In 2012 Farber and a friend, Ken Lum, co-founded Monument Lab, whose purpose, according to Farber, is “to critically engage the monuments we’ve inherited and to unearth the next generation of monuments — to imagine public spaces through stories of social justice and equity. We want to acknowledge the contributions and the work of people who don’t always get recognized.”

It should be a lot easier now for Farber to achieve that goal.

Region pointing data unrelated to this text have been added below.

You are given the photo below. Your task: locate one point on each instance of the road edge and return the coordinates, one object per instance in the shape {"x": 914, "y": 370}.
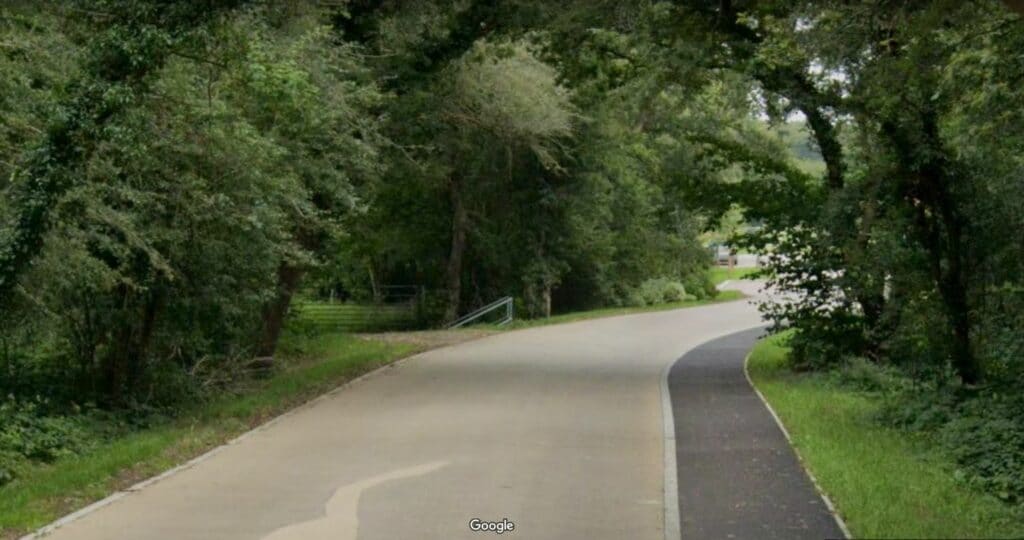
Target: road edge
{"x": 785, "y": 432}
{"x": 48, "y": 529}
{"x": 673, "y": 529}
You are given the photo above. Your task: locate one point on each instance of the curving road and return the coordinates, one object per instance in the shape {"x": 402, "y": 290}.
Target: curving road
{"x": 559, "y": 429}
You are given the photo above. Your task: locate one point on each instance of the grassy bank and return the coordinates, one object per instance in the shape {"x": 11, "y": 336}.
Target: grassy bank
{"x": 723, "y": 274}
{"x": 723, "y": 296}
{"x": 887, "y": 484}
{"x": 311, "y": 366}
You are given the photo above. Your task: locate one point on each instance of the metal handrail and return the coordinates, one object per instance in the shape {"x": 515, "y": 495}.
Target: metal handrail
{"x": 473, "y": 316}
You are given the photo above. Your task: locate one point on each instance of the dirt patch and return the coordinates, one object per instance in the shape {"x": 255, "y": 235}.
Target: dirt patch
{"x": 427, "y": 339}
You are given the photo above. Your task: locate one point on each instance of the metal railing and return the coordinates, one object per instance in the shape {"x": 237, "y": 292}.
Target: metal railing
{"x": 505, "y": 302}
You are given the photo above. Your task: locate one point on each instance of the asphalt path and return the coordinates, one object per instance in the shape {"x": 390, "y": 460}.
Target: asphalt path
{"x": 737, "y": 475}
{"x": 561, "y": 430}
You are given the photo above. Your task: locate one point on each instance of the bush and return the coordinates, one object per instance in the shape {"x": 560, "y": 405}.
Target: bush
{"x": 983, "y": 432}
{"x": 700, "y": 286}
{"x": 864, "y": 375}
{"x": 986, "y": 439}
{"x": 28, "y": 433}
{"x": 657, "y": 290}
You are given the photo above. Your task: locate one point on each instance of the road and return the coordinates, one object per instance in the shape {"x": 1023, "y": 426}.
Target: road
{"x": 559, "y": 429}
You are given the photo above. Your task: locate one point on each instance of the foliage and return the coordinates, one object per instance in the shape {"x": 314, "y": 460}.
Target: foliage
{"x": 29, "y": 433}
{"x": 658, "y": 290}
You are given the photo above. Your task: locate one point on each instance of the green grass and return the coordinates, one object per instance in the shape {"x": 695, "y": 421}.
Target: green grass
{"x": 314, "y": 366}
{"x": 722, "y": 274}
{"x": 723, "y": 296}
{"x": 886, "y": 484}
{"x": 338, "y": 317}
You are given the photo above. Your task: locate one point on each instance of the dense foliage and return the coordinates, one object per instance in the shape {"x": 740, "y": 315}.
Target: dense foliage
{"x": 173, "y": 174}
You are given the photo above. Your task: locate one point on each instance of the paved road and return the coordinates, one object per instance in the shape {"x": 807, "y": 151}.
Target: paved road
{"x": 738, "y": 476}
{"x": 559, "y": 429}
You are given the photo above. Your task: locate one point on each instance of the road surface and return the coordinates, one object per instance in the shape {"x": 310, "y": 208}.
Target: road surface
{"x": 558, "y": 429}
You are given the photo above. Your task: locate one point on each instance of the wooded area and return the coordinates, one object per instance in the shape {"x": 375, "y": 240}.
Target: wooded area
{"x": 172, "y": 174}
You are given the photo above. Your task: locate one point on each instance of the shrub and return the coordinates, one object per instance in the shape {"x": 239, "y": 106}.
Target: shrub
{"x": 28, "y": 433}
{"x": 700, "y": 286}
{"x": 657, "y": 290}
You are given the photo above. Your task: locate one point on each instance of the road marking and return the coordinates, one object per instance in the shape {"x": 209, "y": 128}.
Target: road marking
{"x": 341, "y": 515}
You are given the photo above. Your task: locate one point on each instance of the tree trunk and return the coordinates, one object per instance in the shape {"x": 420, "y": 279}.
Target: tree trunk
{"x": 460, "y": 223}
{"x": 940, "y": 229}
{"x": 832, "y": 150}
{"x": 274, "y": 312}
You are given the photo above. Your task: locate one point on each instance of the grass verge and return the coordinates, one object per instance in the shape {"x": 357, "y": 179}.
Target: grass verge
{"x": 886, "y": 483}
{"x": 723, "y": 274}
{"x": 723, "y": 296}
{"x": 312, "y": 366}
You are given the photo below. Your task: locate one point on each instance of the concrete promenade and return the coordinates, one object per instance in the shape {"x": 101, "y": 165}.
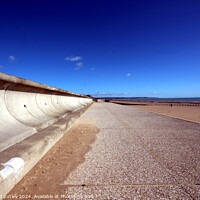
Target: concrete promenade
{"x": 138, "y": 155}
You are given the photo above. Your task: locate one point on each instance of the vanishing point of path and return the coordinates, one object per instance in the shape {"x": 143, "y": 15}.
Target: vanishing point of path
{"x": 136, "y": 155}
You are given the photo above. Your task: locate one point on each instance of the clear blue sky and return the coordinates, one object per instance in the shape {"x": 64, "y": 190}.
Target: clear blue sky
{"x": 104, "y": 47}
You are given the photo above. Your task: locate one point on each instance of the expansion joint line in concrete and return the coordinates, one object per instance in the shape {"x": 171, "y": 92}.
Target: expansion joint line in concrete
{"x": 131, "y": 185}
{"x": 188, "y": 120}
{"x": 150, "y": 153}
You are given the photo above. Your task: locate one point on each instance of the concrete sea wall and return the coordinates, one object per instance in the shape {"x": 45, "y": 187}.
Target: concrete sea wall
{"x": 33, "y": 117}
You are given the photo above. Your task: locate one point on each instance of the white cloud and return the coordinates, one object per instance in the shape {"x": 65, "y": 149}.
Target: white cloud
{"x": 79, "y": 64}
{"x": 12, "y": 58}
{"x": 73, "y": 58}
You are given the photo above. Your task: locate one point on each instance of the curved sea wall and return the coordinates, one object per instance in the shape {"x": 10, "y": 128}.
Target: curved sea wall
{"x": 37, "y": 115}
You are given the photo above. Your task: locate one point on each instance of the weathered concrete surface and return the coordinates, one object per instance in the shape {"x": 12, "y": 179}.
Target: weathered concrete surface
{"x": 33, "y": 117}
{"x": 137, "y": 155}
{"x": 27, "y": 107}
{"x": 33, "y": 148}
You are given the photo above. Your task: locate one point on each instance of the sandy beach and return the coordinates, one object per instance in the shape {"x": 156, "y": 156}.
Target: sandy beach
{"x": 187, "y": 111}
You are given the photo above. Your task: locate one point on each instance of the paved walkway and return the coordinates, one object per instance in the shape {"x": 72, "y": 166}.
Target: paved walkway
{"x": 138, "y": 155}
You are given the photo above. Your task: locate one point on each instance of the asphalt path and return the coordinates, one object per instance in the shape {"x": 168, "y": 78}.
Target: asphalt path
{"x": 137, "y": 155}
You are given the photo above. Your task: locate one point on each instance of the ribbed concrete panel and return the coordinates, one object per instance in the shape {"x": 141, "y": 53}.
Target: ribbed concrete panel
{"x": 27, "y": 107}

In early October his organization was awarded a $4 million, three-year grant from the Andrew W. Mellon Foundation.  The grant was the first from the foundation’s new $250 million “Monuments Project,” which aims “to transform the way the country’s histories are told in public spaces by funding new monuments.”

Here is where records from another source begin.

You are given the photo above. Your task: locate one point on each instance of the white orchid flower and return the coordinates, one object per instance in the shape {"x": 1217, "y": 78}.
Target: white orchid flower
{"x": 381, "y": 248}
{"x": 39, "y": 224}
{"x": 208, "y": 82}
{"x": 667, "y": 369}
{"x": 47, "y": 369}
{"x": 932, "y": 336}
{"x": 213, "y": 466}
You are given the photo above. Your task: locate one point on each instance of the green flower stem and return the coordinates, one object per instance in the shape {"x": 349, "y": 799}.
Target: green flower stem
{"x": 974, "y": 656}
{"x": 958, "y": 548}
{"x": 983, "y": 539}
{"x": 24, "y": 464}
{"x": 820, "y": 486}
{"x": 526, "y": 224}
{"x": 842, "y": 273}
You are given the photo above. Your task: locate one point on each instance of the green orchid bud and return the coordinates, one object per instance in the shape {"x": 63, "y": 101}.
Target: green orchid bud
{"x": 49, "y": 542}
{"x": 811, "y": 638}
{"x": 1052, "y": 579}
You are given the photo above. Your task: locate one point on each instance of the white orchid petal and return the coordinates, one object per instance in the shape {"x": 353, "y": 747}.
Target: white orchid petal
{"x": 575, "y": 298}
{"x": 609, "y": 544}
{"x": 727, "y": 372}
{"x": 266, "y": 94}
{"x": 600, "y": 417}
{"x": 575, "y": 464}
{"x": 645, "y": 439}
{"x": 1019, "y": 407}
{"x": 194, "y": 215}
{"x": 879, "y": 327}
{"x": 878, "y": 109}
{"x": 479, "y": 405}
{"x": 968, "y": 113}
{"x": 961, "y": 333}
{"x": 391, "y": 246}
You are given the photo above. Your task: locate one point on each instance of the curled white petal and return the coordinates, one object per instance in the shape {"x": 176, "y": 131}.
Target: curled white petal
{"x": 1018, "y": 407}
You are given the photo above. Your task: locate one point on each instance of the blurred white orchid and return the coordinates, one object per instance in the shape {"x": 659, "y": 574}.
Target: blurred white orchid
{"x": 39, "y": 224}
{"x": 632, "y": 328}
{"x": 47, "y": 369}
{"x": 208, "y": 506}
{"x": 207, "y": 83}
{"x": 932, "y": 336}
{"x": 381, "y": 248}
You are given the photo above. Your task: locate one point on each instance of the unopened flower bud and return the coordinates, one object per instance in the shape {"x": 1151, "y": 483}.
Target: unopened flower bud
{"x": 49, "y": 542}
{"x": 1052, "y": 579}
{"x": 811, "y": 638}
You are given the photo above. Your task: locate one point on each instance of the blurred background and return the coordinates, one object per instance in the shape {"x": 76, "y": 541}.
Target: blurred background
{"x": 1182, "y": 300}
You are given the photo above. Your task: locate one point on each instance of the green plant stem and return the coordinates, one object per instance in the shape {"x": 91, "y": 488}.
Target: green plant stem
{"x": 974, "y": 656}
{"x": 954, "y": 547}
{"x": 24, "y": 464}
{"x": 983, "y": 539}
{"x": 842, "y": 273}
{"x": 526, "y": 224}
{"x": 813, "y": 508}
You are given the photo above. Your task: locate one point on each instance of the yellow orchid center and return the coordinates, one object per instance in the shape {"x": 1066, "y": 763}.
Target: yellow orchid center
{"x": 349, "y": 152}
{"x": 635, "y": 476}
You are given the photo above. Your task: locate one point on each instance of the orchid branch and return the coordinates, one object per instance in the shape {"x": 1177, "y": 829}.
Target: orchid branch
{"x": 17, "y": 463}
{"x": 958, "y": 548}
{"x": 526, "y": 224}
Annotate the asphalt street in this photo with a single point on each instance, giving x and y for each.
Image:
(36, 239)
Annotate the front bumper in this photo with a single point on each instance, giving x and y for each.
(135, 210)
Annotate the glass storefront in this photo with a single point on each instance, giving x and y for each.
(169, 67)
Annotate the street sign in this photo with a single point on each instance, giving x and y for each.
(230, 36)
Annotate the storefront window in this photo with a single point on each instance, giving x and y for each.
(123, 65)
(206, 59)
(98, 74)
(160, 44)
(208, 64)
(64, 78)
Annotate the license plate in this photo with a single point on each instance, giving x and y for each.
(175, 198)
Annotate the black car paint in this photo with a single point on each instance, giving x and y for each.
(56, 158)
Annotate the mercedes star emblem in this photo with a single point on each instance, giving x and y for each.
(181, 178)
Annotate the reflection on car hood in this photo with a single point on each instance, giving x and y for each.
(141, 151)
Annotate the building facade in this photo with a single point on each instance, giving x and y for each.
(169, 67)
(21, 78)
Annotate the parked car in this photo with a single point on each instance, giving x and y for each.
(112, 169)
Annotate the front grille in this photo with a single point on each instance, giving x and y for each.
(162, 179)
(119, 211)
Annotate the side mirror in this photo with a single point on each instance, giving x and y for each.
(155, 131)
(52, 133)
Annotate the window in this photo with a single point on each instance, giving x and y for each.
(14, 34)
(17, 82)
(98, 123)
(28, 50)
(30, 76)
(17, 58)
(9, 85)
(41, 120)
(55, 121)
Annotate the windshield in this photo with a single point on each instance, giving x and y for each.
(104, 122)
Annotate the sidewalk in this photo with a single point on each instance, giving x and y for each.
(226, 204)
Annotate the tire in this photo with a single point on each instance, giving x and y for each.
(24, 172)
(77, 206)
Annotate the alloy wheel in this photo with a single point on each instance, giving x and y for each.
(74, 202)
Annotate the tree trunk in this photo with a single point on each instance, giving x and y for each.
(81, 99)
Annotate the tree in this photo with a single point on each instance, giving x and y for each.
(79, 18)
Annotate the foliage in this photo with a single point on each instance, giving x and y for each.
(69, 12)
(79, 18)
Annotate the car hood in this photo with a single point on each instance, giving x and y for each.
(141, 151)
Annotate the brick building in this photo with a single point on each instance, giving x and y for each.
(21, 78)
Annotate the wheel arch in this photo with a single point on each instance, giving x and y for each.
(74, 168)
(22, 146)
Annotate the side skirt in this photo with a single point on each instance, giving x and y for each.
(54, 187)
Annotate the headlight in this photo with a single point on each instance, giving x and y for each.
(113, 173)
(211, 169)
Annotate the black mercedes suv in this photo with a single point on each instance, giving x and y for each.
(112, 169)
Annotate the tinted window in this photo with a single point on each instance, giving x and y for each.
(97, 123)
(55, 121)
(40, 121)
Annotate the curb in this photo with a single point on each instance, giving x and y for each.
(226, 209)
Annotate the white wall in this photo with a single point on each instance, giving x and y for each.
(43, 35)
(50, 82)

“We are proud to launch our new Monuments Project with our first partner, Monument Lab, and to support their work to more deeply learn and vibrantly reimagine our public spaces to better reflect the rich multiplicity of American stories,” said Elizabeth Alexander, Mellon Foundation President.

“It's a great honor to be the first to receive this grant,” Farber told us last week, “and it's exciting to imagine future projects across the U.S.” Farber, who has a doctorate degree in American Culture from the University of Michigan, is the author of two books, “A Wall of Our Own: An American History of the Berlin Wall” and “Monument Lab: Creative Speculations for Philadelphia,” a public art and history handbook designed to generate new critical ways of thinking about and building monuments. Farber is also a senior research scholar in fine arts at the University of Pennsylvania's Weitzman School of Design, where he teaches urban studies.

When asked about the controversy surrounding the removal of monuments to Frank Rizzo, Christopher Columbus and Confederate generals around the country, Farber replied, “We should see these figures in their historical context. We have to re-think who we elevate and who we don't. There are lessons being learned every day. We have to come together in new ways and give a new look at injustices, past and present.”

The $4 million grant from the Mellon Foundation will focus on three key components: A national audit of existing monuments that will assess the current monument landscape across the U.S. and draw on existing data on monuments from national, state, municipal and public sources.

Secondly, 10 Monument Lab research field offices will be opened around the country “to re-imagine monuments in cities, regions and communities across the country.” The local field offices will build a network of practitioners to shift the way history and art live in public.

Lastly, the grant will support the growth of a full-time staff for Monument Lab and support the organization’s capacity to strengthen their role as national leaders in the movement.

In 2015, Farber, Lum and other scholars and artists staged a month-long exhibition at City Hall that asked Philadelphians what was an appropriate monument for the city of Philadelphia? “We started out in the courtyard of City Hall,” Farber said. “We communicated with a variety of people who walked through, from artists to bus drivers, children to seniors citizens, people of all types. We had conversations about public art and what it could and should be.

“From there, it grew legs and went from being academic to real-world when we teamed up with the Mural Arts program. In the end, we worked with over 20 artists and over 10 sites for new monuments. We worked with students and artists and spoke to over 250,000 people, face to face. That’s the equivalent of one in seven Philadelphians, and those engagements are represented in the book 'Monument Lab.' We’re now expanding what we’ve done to other cities.”

Farber has always been ahead of the curve. In his sophomore year at Penn, Farber was the co-founder of a group called PATH (Penn Athletes and Allies Tackling Homophobia), which was the first gay and allied campus sports group in the country.